By Erika Swenson, for SNR
“How was Africa?” they say. My mind flashes back to the zebras running across the savannah and the sun setting over the plains. The lions napping under a shady tree and the Himba people performing a traditional dance. Riding an ATV up a sand dune in the desert and the winding gravel road through the mountains.
But I cannot begin to convey that all to someone in a short conversation, so I simply respond with “It was good. Really good.”
Upon arrival to Namibia for the School of Natural Resources study abroad trip, we stayed in the capital city of Windhoek for two days to adjust to the area. The city really wasn’t that different from a city you would encounter in the U.S., which I think surprised us. When people think of Africa, they don’t typically think of big cities with sprawling shopping malls or rush-hour traffic in downtown. But sure enough, those were both present in Windhoek.
The supermarkets and stores played the same pop music that we listen to here in the U.S. We visited a preschool in the city and the children sang “Twinkle Twinkle Little Star,” “Hickory Dickory Dock,” and the “Jack and Jill” rhyme. We share many of the same interests and hobbies as the people in Namibia, even though our experiences are very different.
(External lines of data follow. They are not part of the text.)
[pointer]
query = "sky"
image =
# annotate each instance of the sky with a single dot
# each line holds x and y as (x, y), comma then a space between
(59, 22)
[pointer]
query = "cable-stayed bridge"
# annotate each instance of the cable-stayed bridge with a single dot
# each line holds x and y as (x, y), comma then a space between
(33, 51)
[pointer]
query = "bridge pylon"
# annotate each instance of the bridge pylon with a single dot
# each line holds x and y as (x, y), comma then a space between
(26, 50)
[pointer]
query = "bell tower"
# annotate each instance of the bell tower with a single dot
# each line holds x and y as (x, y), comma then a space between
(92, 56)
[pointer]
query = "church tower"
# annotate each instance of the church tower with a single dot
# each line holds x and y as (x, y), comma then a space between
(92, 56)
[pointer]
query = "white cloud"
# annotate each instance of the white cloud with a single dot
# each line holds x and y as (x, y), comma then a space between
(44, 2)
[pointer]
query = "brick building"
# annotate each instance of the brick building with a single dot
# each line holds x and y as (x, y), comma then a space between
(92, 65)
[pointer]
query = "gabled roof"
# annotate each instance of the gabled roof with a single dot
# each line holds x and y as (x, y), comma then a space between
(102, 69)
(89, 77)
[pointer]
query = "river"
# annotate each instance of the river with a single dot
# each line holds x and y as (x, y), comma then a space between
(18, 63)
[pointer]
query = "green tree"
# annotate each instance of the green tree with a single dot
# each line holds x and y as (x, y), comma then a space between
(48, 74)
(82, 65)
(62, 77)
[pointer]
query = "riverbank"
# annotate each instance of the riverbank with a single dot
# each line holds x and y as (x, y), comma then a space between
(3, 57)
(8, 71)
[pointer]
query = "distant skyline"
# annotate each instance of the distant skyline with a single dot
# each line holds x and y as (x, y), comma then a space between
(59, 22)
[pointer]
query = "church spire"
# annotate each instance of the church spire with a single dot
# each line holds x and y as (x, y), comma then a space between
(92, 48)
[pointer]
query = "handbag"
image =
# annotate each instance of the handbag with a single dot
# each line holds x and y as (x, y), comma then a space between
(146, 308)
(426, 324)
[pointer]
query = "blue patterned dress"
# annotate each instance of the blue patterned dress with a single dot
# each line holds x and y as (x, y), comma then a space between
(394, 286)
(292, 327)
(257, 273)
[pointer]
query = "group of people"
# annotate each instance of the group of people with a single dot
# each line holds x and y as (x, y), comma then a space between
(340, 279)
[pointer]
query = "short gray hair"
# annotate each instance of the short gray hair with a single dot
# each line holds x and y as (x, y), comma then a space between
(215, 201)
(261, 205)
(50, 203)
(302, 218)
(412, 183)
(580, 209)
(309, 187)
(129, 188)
Halfway around the world, but yet these people are not that different from ourselves.
After our short time in the city, we spent the next two weeks or so traveling around the country, visiting places to learn about conservation and culture. We didn’t spend more than three nights in the same place, but even then, we usually moved locations every night. Needless to say, we became pros at setting up and taking down our tents in under five minutes.
The very first night out in the wilderness, my tentmate and I were on our way back to our tent in the dark and we heard a loud, cat-like growl very close by. Naturally, we screamed and ran to our tent. I barely slept that night, laying awake thinking about all the creatures that could be lurking right outside. It’s incredible to know that there are wild animals roaming freely, but also frightening at times.
We spent three days in Etosha National Park, and it felt like I was in a Planet Earth documentary. Giraffes galloping alongside zebras as dust illuminated the setting sun. Elephants sharing a watering hole with a thirsty leopard. Eleven rhinos tromping into the watering hole at dusk and frightening off the mischievous jackals. And that’s only the tip of the iceberg. In the moment it didn’t even feel real that I was there experiencing it, and even now, it’s still crazy to think about.
During our travels around the country, we learned about conservation practices and policies in the country, ways to mitigate human-wildlife conflict, and how to live more sustainably, even back here in the U.S. Namibia was the first country to include environmental conservation in their country’s constitution, and currently almost 40% of the land is protected. The untouched landscapes extend for hundreds of miles, changing from flat desert to rocky mountains to wide open grassland, all in a day’s drive. I believe that everyone should see that beauty at some point in their life. It makes you realize how beautiful this planet is without human interference.
At times while I was there, I would have to do a reality check. I would take a step back and think “Hold up. You’re really in Africa right now. And everything you’re seeing right in front of you is natural and real. Appreciate it.” It’s not everyday that you’re in Africa, and I wanted to make sure that I stopped to appreciate everything and didn’t take it for granted. I wish I could describe everything we did and saw while in Namibia, but it would take hours. So, for the time being, if you ask me “How was Africa?”, I will say; “It was good. Really good.”, because an experience as captivating as the Namibia trip is hard to put into words.